Isaiah’s hope was that an appearance from God would ignite a change among the people. Perhaps it would light a spiritual fire under them and cause them to reconsider his message and return to God. Not only that, Isaiah believed it would do wonders for God’s reputation among the pagan nations that were threatening the security of Judah. The reasoning behind Isaiah request that God make an appearance was in order “to make Your name known to Your adversaries, that the nations may tremble at Your presence!” But the truth is, that was the role the people of God were supposed to have fulfilled. They were the ones who were to have made God’s name known to the nations as they lived in obedience to Him. They were to be living illustrations of what it looked like to live in obedience to God, enjoying His presence, power and provision. Any time the people of Israel had lived in submission to God’s will and obeyed His commands, He had stepped in a given them victories over their enemies. He had blessed them. And had put the fear of God in their enemies. The reign of Solomon is a perfect illustration of that reality. It was a period of unprecedented peace and prosperity. As long as the people remained faithful to God, His power and presence was with them. The problem in Isaiah’s day was not that God was absent, but that the people were disobedient. It was their sin that was preventing God’s power from being displayed among them.

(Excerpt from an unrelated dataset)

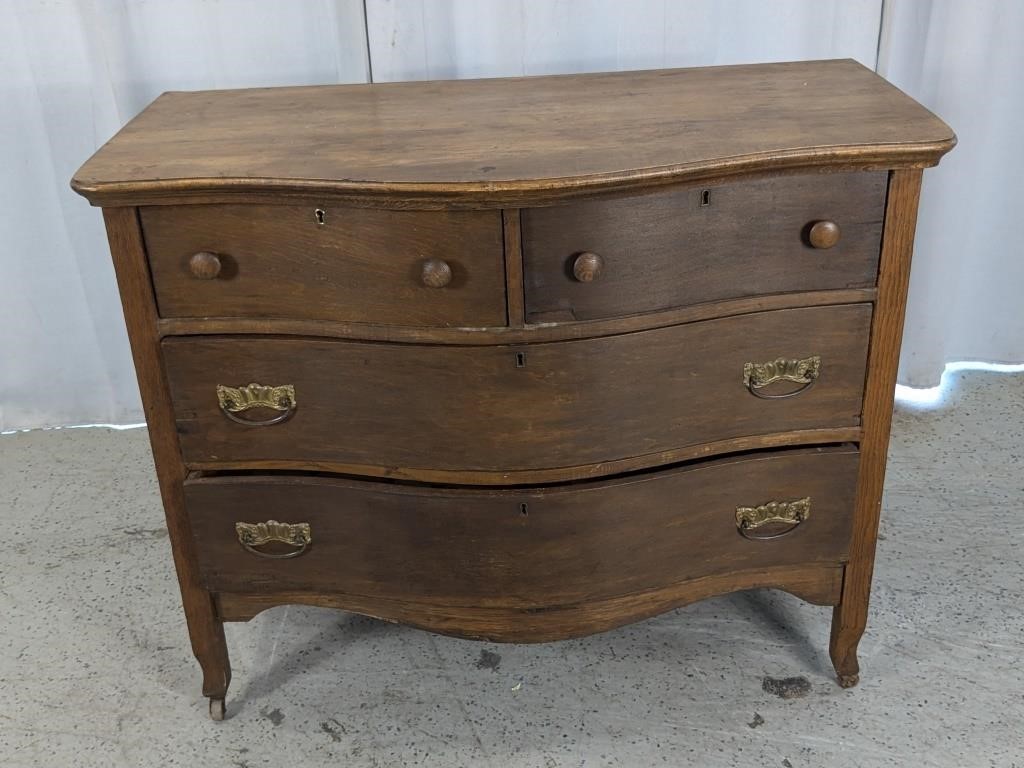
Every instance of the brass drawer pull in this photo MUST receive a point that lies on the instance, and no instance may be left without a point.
(792, 513)
(760, 375)
(235, 400)
(253, 535)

We may long for God’s presence, but He has not left us. He is never far away. The only thing that puts distance between us and God is our own sin. Longing for Him to show up in power makes no sense if we have no desire to do what He says. Desiring God to do great things is silly if we aren’t willing to do what He has called us to do in the first place. The people in Jesus’ day longed to see Him perform signs and miracles. They got a kick out of seeing Him do the miraculous. But for the most part, they had no interest in what He was offering them. They refused to repent and return. Longing to see the power of God while refusing to submit to the authority of God is pointless. God’s power is best revealed through our dependence upon Him and obedience to Him.